Over the last decade or so, General Motors has made substantial capital investments in the community where the corporation was founded more than a century ago. This includes significant upgrades at its Flint Assembly and Flint Engine operations, the Durant-Dort Factory One restoration and conversion into an archive and research center, and the construction of the all-new GM Customer Care and Aftersales facility in Burton.
Yet the automaker’s community impact extends well beyond its local business operations, facilities and employees.
“General Motors cares about the communities where we live and work and about building a stronger future for us all,” said Terry Rhadigan, GM’s executive director of corporate giving.
The company’s giving philosophy was summarized succinctly with the unveiling of the Moving Flint Forward Small Business Grant Program. The $200,000 GM-funded initiative launched last fall to expand revitalization efforts across the city’s neighborhoods by supporting local businesses and increasing the capacity of nonprofits doing vital work there to support residents. Since 2018, GM has donated more than $4.7 million to support nonprofit organizations serving Flint and Genesee County. The grants – 30, in all – have benefited a variety of organizations, from Communities First, Inc. to the Neighborhood Engagement Hub to the Water and Woods Field Service Council/Boy Scouts of America. In addition, its United Way contribution includes the $1.5 million donated toward the Flint water crisis.
The overriding mission of GM’s corporate philanthropy is “impact” or outcomes, according to Paul Eggebrecht, lead for GM’s Community Impact Strategy. “It’s about helping people,” he said. “We track the number of individuals impacted by the programming GM supports.”
In 2019, nearly 500,000 people in Michigan were impacted by GM’s social investments.
The social impact strategy rests on three pillars: STEM education; vehicle and road safety; and community development. Accordingly, long-term success is measured by more students with employable skills for STEM careers; fewer vehicle-related injuries and deaths; and more individuals with improved economic opportunity.
Eggebrecht stated that GM has 47 facilities across the United States and each plant has a local committee that drives community impact investment decisions. In the Flint area, the committee is comprised of plant leadership, who then engage with employees and contacts in the community to identify prospective and continuing nonprofit organizations to support.

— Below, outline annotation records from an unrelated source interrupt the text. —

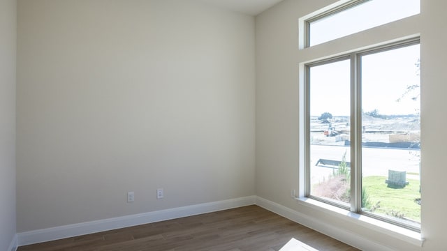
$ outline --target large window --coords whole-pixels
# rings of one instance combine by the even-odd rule
[[[420,231],[417,39],[306,65],[305,195]]]

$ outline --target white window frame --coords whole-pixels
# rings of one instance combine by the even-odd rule
[[[404,47],[406,43],[420,43],[420,34],[418,33],[418,29],[406,29],[404,32],[400,32],[400,31],[399,31],[397,33],[399,34],[397,36],[389,36],[389,34],[387,34],[384,36],[383,39],[376,39],[377,37],[374,37],[374,40],[371,41],[370,43],[365,41],[361,43],[355,42],[353,43],[353,45],[358,45],[358,46],[355,47],[351,47],[351,45],[339,46],[339,44],[335,47],[335,48],[337,48],[337,50],[328,50],[328,46],[330,47],[332,44],[336,45],[337,40],[351,41],[350,37],[352,36],[353,38],[355,38],[356,36],[355,34],[348,35],[346,37],[328,41],[327,42],[327,45],[323,45],[322,46],[309,47],[309,22],[332,15],[337,11],[346,10],[346,8],[360,4],[364,1],[365,1],[365,0],[339,0],[319,10],[316,10],[312,13],[302,16],[298,20],[299,36],[298,45],[298,50],[300,51],[300,54],[302,56],[300,57],[301,60],[298,61],[300,84],[300,91],[298,93],[298,147],[300,150],[298,153],[299,157],[299,183],[297,188],[298,193],[295,190],[292,190],[291,196],[297,199],[297,201],[300,205],[309,207],[313,210],[323,212],[330,216],[339,218],[342,220],[346,220],[347,222],[353,224],[359,225],[371,229],[375,229],[380,232],[386,233],[387,234],[400,240],[405,241],[413,245],[422,246],[424,238],[423,238],[423,234],[420,228],[413,229],[408,227],[407,226],[402,226],[400,224],[395,224],[393,222],[390,222],[388,220],[383,220],[383,219],[377,218],[376,215],[370,215],[370,214],[364,213],[365,212],[358,213],[358,211],[357,208],[360,207],[360,204],[361,203],[361,201],[358,202],[358,204],[359,204],[358,205],[354,205],[349,208],[344,208],[340,207],[339,205],[334,206],[333,204],[322,202],[320,200],[314,199],[308,196],[310,183],[309,182],[309,178],[307,177],[309,176],[309,168],[306,168],[306,167],[309,166],[309,157],[308,153],[309,149],[307,144],[307,142],[309,142],[309,135],[307,132],[309,130],[310,126],[307,122],[309,120],[309,116],[310,114],[308,112],[309,104],[307,103],[307,101],[309,97],[309,86],[307,84],[307,79],[306,79],[307,76],[307,74],[306,73],[306,71],[307,70],[306,66],[314,63],[316,64],[318,63],[323,63],[324,62],[328,62],[329,60],[337,61],[343,56],[349,56],[351,59],[351,71],[358,73],[359,69],[356,68],[357,67],[356,62],[359,59],[359,56],[360,56],[360,55],[373,53],[373,52],[379,52],[381,50],[391,50],[393,47],[395,47],[395,48]],[[415,21],[418,20],[418,16],[419,15],[417,15],[415,17],[409,17],[395,22],[403,22],[405,24],[414,23],[415,25],[411,27],[416,27],[416,22]],[[384,24],[383,26],[388,26],[388,24]],[[407,27],[410,26],[407,26]],[[372,30],[373,29],[374,29],[372,32],[374,34],[378,29],[380,30],[382,28],[374,27],[371,29]],[[367,35],[371,31],[369,30],[365,30],[362,31],[362,32]],[[344,50],[345,52],[343,52],[344,51],[338,50],[340,48],[345,48]],[[356,50],[356,48],[358,49]],[[332,52],[325,53],[324,52]],[[358,96],[359,97],[361,94],[360,90],[357,87],[356,83],[358,83],[360,82],[360,76],[357,75],[353,75],[353,77],[351,77],[351,90],[353,90],[351,91],[358,93]],[[353,104],[351,104],[351,107],[356,107],[357,106],[359,106],[360,104],[360,100],[352,100],[351,102]],[[351,123],[351,126],[354,127],[354,130],[351,129],[351,132],[356,132],[355,133],[358,135],[361,133],[361,127],[356,125],[358,124],[357,121],[361,119],[361,109],[358,109],[357,114],[351,114],[351,119],[356,122]],[[358,124],[360,124],[360,122],[361,121],[359,121]],[[357,139],[358,141],[360,141],[360,143],[356,142],[356,144],[361,146],[361,138],[357,137]],[[361,161],[361,152],[358,150],[351,151],[353,151],[353,153],[351,153],[351,156],[354,156],[355,158],[353,161],[353,160],[351,160],[351,165],[356,167],[358,166],[358,163],[356,163],[356,162]],[[359,176],[358,174],[361,174],[361,172],[357,171],[356,174],[356,175],[353,175],[354,178],[353,178],[353,175],[351,175],[351,178],[356,179],[356,176]],[[361,183],[358,181],[361,181],[361,174],[360,174],[360,179],[359,178],[356,178],[356,181],[355,181],[355,182],[353,183],[351,181],[351,186],[355,185],[357,188],[356,190],[361,192]],[[351,192],[356,192],[351,191]],[[353,197],[357,197],[358,196],[358,195],[353,195]]]
[[[303,93],[304,98],[304,112],[307,116],[305,118],[304,139],[305,145],[304,146],[304,175],[305,176],[303,197],[316,201],[323,202],[334,206],[339,207],[350,212],[359,215],[364,215],[372,218],[375,218],[388,223],[409,229],[411,231],[420,232],[420,227],[405,224],[398,220],[383,217],[376,214],[364,211],[361,208],[361,191],[362,191],[362,107],[361,107],[361,63],[360,57],[362,56],[379,53],[388,50],[399,49],[406,46],[420,44],[419,38],[413,38],[404,40],[385,45],[372,47],[368,50],[359,50],[358,52],[343,54],[336,57],[332,57],[324,60],[310,62],[305,65],[305,86]],[[312,196],[310,195],[310,105],[309,105],[309,71],[310,68],[323,64],[339,61],[341,60],[350,59],[351,61],[351,205],[346,207],[341,204],[335,203],[330,200],[321,197]]]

GM has program officers, like Eggebrecht, for each of their focus areas who are responsible for evaluating partners based upon a four-step framework used to determine areas where GM has the most potential for impact:
- Analyze — Look at the landscape of a problem to understand root causes and existing pain points. Determine how GM as a business can uniquely contribute.
- Assess and Align — Use a decision-making tool to determine what programs it will continue to support and scale, what new types of programs it will support and what programs no longer fit their priorities.
- Activate — Identify specific social impact outcomes and solicit programs that will help them achieve those outcomes.
- Measure and Evaluate — Quantify the impact of programs and map impact to each social outcome.
Financial donations aren’t the only way GM contributes to the community, Eggebrecht added. He also noted the significant contributions of GM employees. For example, last year 18,800 employees logged more than 181,000 volunteer hours across the U.S.
“GM employees care,” he said. “They have big hearts.”
When it comes to helping to build sustainable communities, Eggebrecht said GM’s business and community impact investments “go hand-in-hand.”